Beth stuck a thumb out toward the Rio Grande. “Drew, the two, uh, immigrants paddled across the river.”
“Let them go. They’re probably going home. Maybe they’ve realized illegal entry isn’t such a good idea, especially when you go on a Del Rio Cartel cruise.”
Hector fell when he tried to lay down using only his one good knee. He stretched out on the ground on the bank where Beth had dangled her foot in the water.
“Don’t move, Suarez … Beth how’s that ankle feeling?”
“I can walk on it a little. It doesn’t hurt as much.”
“Good. I need you to go to the bushes and bring my gun and my pack. We need to make sure the Del Rio CEO sticks around for the next board meeting in District Court.”
Beth laid a hand on his shoulder. “Please, Drew, be careful. You don’t know what he’s capable of.” She limped away from the river toward the bushes.
“Right now, he needs to know what I’m capable of.” Drew worked the firing mechanism of the AK-47 to produce a metallic click.
Suarez’s body stiffened at the sound.
“Drew, Elizabeth! Are you okay?” The voice came from up river and was now accompanied by the sound of running feet.
Drew looked toward the canyon.
Hunter ran down the trail toward them. He came to a sliding stop fifty yards away when he saw the gun and the carnage. “We heard the shots and came back to—”
A splash came from the river.
Drew glanced down.
Hector Suarez was gone.
Drew jumped to the edge of the river and scanned the murky water.
Nothing.
He let his gaze rove over the Rio Grande, mostly downstream.
With a blown knee, Suarez wouldn’t be a strong swimmer. Regardless, he would have to come up for air soon.
“You’ll never catch him, gringo.” The pain-filled voice grunted out the words. Ricardo’s eyes were open now.
Beth returned and stopped beside Drew. “He’s probably right. Some call him Hector Houdini Suarez. He’s escaped from some impossible situations.”

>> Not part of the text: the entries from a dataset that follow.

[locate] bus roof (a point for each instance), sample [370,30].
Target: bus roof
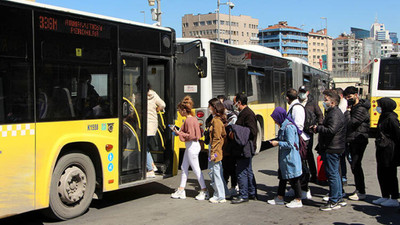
[77,12]
[254,48]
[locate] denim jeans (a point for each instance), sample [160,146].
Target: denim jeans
[332,164]
[345,155]
[246,179]
[357,153]
[217,179]
[149,158]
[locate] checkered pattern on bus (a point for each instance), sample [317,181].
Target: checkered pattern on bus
[16,130]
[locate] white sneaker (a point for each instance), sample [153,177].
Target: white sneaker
[379,201]
[306,194]
[294,204]
[390,203]
[276,201]
[179,194]
[357,196]
[150,174]
[290,193]
[203,195]
[215,200]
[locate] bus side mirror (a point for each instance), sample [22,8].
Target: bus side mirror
[201,65]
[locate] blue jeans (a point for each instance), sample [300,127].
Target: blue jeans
[343,166]
[332,164]
[217,179]
[149,158]
[246,179]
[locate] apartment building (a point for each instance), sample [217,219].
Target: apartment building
[347,53]
[320,49]
[243,29]
[288,40]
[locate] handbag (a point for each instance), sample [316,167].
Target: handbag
[385,149]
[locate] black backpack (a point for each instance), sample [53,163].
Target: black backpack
[310,119]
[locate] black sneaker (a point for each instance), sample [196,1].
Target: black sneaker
[342,202]
[330,206]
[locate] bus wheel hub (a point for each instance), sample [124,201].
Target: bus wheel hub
[72,185]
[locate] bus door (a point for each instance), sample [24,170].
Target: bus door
[132,129]
[17,127]
[280,88]
[139,139]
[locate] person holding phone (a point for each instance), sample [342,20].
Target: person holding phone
[217,142]
[190,134]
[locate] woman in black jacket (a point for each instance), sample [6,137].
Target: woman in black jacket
[388,126]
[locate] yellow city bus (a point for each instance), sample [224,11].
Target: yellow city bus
[72,112]
[259,72]
[384,82]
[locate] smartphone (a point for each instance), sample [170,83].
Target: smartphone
[171,126]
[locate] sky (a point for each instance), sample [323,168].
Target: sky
[340,14]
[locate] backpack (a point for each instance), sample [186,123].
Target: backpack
[302,148]
[309,120]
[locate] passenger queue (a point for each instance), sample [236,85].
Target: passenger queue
[342,134]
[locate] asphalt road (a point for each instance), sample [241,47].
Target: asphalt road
[151,203]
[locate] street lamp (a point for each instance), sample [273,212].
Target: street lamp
[230,5]
[144,16]
[156,13]
[326,39]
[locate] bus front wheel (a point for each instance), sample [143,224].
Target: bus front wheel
[72,186]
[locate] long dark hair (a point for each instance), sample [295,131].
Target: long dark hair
[186,105]
[220,111]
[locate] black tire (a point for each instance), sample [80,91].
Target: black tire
[58,208]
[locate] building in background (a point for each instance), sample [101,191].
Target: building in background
[378,32]
[244,29]
[386,47]
[370,49]
[320,49]
[347,53]
[396,47]
[347,60]
[290,41]
[360,33]
[393,37]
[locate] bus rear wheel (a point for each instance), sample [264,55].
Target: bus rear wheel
[72,186]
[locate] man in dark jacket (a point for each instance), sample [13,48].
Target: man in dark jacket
[357,117]
[244,171]
[308,102]
[387,157]
[331,144]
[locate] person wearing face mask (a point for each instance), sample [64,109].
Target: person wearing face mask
[310,104]
[331,144]
[358,121]
[244,170]
[387,157]
[290,165]
[211,103]
[297,113]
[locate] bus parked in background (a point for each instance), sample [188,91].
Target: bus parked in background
[384,82]
[72,112]
[259,72]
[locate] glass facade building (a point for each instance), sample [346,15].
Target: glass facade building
[290,41]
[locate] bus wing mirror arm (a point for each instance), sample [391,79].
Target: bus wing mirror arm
[201,65]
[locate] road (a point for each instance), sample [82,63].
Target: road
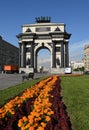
[9,80]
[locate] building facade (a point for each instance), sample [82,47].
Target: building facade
[76,64]
[86,57]
[9,54]
[43,34]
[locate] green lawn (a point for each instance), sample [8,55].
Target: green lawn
[75,92]
[15,90]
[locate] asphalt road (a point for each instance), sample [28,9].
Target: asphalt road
[9,80]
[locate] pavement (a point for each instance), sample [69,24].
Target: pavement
[10,80]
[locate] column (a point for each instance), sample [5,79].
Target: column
[19,54]
[62,55]
[66,55]
[53,55]
[23,55]
[32,54]
[36,62]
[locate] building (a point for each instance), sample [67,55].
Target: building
[9,54]
[76,64]
[44,34]
[86,57]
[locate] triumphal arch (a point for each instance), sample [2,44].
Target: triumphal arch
[43,34]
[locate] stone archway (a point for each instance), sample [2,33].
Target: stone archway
[43,34]
[36,50]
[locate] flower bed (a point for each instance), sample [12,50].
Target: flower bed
[38,108]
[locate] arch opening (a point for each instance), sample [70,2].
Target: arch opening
[43,60]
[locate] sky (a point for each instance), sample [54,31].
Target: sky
[74,13]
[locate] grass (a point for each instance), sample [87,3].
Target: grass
[10,92]
[75,92]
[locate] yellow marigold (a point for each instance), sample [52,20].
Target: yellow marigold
[47,118]
[40,128]
[31,128]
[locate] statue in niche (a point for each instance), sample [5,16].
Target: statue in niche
[58,61]
[28,62]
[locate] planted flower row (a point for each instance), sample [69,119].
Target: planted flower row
[38,108]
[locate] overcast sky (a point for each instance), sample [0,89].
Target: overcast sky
[74,13]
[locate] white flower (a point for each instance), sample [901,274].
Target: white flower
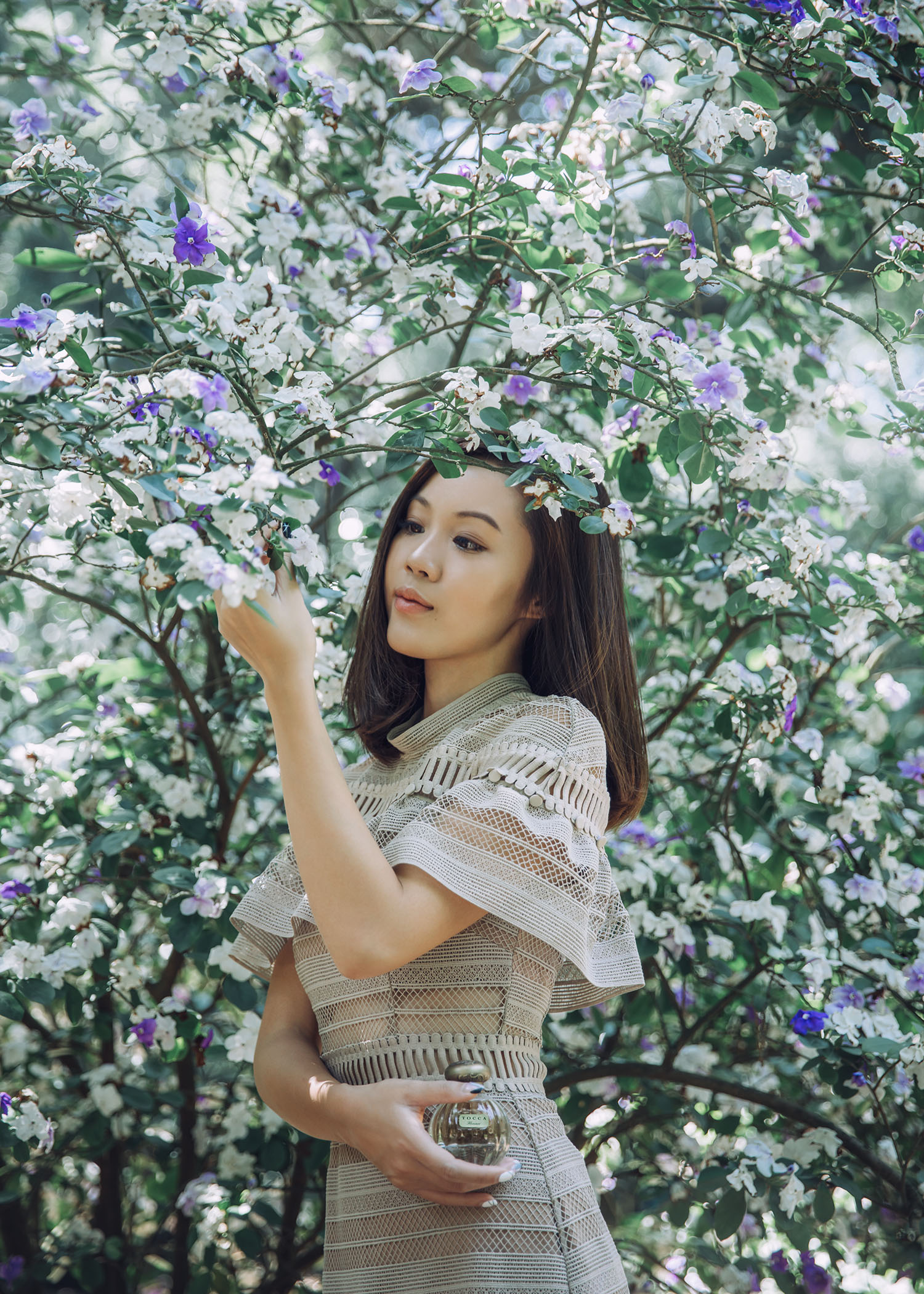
[623,109]
[107,1097]
[242,1043]
[30,1122]
[774,590]
[864,70]
[70,911]
[791,1195]
[309,551]
[529,333]
[761,910]
[236,1163]
[891,693]
[175,535]
[893,109]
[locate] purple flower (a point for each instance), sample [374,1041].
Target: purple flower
[15,889]
[30,122]
[190,241]
[419,76]
[214,393]
[14,1269]
[145,1030]
[809,1021]
[814,1277]
[719,383]
[847,995]
[913,769]
[790,714]
[637,832]
[521,389]
[884,26]
[142,407]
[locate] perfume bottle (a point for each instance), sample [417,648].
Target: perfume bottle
[478,1130]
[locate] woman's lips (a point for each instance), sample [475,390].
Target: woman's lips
[408,606]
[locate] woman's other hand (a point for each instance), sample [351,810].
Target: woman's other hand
[385,1122]
[284,649]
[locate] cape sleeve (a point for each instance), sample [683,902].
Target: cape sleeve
[264,915]
[523,839]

Hunter approached them. “Does somebody want to tell me what’s going on here? I see a dead man and a wounded man and—what happened to the guy on the ground?”
“Hector Suarez got away,” Beth said.
“What the—Suarez? The Del Rio Cartel? You sure?”
“I’m sure. He wants to kill me and would have if Drew hadn’t stopped him.” She put her hand on his shoulder.
That was the first thing he could remember Beth doing that wasn’t done in opposition or as an argument. Maybe Suarez’s pain was Drew’s gain.
He glanced at Beth then looked down at Ricardo. “Suarez hasn’t gotten away yet. I’m going down the river to see if I can spot where he comes up.”
Beth’s hand slipped down to his arm and gripped it with more strength than a woman should have. “Don’t go, Drew. There were two AK-47s in that water where he went in.”
“Beth, I blew out the guy’s knee. He’s not going far, and he couldn’t afford to stop and look for a gun in muddy water. We need to tie up Ricardo’s free hand and then get some pressure on that shoulder wound to stop the bleeding. Here.” He handed Beth his Governor. “Hold this on him and let Hunter do the binding. Ricardo may be hurting, but he’s still dangerous. If he tries anything, shoot him. Those three slugs and the ball bearings in the shotgun shells will put an end to anything he tries.”
Beth took the gun, looked at Hunter, then back at Drew. Her eyes softened to an expression warmer than any she had shown him since they met this morning.
Maybe she liked guns.
Maybe she likes you, dude.
He doubted that just like he doubted he would find Hector Suarez in this jaunt down the river.